Tuesday, 8 November 2016

The Vorrh - Brian Catling, China Mieville, Witold Gombrowicz - Ferdydurke

I found The Vorrh while browsing the science fiction table in Waterstones in Tunbridge Wells, being a place that I escape to when having to be in Tunbridge Wells for a short time. I was attracted by the first few pages, by Philip Pullman's high praise, but I wouldn't have bogt it unless I had been  in a physical bookshop looking for new authors - I must have missed the reviews when it came out, or else glossed over them. So this post is in praise of the casual looking through the shelves as much as it is in praise of the book itself. And of course this is how I used to read, but it wasn't Waterstone's I lingered in, it was our local public library, housed in an old house behind a circular drive, with its wooden counters and infamous notice in elegant letters on one of the posts.
"NO 
DOGS 
SMOKING 
PRAMS" 
I found the Hobbit there, I found the Lord of the Rings there, and I also found Witold Gombrowicz's Ferdydurke, a scurrilous surreal piece of literature that fascinated me.
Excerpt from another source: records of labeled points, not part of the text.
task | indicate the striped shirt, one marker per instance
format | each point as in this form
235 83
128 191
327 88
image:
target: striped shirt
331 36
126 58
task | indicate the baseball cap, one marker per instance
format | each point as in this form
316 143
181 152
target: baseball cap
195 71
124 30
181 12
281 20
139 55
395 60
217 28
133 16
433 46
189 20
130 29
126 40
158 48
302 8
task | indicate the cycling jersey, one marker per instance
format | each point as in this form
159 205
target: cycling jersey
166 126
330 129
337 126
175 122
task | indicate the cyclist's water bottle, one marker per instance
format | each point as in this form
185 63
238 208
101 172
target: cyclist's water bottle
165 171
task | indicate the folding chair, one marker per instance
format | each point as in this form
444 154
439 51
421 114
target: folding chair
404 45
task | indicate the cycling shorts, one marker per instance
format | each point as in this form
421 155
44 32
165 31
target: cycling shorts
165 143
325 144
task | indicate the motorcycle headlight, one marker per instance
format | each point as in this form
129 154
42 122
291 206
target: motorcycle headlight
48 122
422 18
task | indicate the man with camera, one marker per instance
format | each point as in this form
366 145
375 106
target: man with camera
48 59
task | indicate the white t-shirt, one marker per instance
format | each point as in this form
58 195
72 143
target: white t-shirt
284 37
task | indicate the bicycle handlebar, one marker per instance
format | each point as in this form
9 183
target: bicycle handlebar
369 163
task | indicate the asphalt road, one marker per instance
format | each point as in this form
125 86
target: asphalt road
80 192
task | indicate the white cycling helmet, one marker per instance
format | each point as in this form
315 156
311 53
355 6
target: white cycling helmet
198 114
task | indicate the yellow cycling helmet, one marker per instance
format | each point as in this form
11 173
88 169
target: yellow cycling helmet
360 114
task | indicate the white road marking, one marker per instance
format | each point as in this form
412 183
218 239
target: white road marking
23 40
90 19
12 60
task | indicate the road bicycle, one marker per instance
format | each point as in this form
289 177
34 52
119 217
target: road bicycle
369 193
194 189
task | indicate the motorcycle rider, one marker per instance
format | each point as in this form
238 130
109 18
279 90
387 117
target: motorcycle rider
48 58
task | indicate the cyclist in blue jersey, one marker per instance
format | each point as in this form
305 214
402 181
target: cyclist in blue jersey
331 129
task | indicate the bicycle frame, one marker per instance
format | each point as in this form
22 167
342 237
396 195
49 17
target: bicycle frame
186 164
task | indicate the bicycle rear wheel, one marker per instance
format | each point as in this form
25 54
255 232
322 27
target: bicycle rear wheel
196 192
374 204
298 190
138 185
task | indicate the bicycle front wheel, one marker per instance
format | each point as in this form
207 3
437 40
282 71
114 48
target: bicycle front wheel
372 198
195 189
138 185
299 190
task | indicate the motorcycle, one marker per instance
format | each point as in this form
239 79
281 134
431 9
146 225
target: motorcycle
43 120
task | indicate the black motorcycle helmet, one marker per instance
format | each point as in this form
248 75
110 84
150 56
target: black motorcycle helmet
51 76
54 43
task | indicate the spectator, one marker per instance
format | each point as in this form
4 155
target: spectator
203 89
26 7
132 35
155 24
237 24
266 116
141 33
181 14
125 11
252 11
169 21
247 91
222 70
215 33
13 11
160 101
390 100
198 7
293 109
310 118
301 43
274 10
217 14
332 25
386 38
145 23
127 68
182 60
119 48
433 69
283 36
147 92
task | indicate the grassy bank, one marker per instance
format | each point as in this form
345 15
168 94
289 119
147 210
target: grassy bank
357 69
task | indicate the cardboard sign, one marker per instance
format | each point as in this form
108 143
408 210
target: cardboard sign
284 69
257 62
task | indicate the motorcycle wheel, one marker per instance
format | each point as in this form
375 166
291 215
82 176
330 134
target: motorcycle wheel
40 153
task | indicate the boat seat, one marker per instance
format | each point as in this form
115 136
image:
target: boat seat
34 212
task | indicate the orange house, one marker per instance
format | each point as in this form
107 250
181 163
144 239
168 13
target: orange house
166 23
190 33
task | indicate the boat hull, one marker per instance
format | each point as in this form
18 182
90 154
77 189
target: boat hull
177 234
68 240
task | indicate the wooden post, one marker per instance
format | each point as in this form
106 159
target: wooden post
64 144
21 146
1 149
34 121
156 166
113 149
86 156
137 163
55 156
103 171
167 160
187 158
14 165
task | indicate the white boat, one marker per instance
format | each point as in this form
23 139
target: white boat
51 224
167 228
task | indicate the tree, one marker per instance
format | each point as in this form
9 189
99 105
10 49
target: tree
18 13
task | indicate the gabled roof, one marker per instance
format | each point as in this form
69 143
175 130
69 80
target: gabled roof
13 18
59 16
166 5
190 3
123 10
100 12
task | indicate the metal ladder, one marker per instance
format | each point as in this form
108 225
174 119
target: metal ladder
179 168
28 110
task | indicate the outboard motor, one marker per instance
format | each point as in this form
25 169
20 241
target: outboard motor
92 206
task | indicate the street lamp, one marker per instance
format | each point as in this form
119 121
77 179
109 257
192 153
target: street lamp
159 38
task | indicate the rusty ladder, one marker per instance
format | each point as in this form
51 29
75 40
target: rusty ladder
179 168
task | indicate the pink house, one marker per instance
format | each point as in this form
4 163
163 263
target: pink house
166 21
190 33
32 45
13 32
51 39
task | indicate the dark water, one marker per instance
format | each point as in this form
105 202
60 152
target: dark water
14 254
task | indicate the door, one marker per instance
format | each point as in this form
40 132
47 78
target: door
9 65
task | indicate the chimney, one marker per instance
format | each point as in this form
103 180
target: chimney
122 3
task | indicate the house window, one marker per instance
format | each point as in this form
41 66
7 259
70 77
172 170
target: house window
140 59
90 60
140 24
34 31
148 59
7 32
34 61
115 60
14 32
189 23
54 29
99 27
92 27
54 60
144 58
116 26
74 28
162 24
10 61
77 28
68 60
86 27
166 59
I'm trying to remember what else I found there, because I remember being so pleased when I finally got an adult ticket and could take out I think about eight books at once.  Ferdydurke was a strange concoction about which I can remember nothing very much, but it does lead into to talking about The Vorrh, a fantasy/ steam punky cross over science fiction novel that has fascinating strands of narrative carried along by inventive prose. Reminds me of China Mieville, one of those writers I have always desperately wanted to like, but have never been able to finish a book by him because his books always seem to lack an emotional core, whereas The Vorrh has all the strangeness and alienness but still has something more recognizable and connectable with at its core. I tried reading Perdido Station so many times, and Mievilles book blurbs always seem to promise so much, plus he seems an incredibly serious and complex writer whose novels I should enjoy.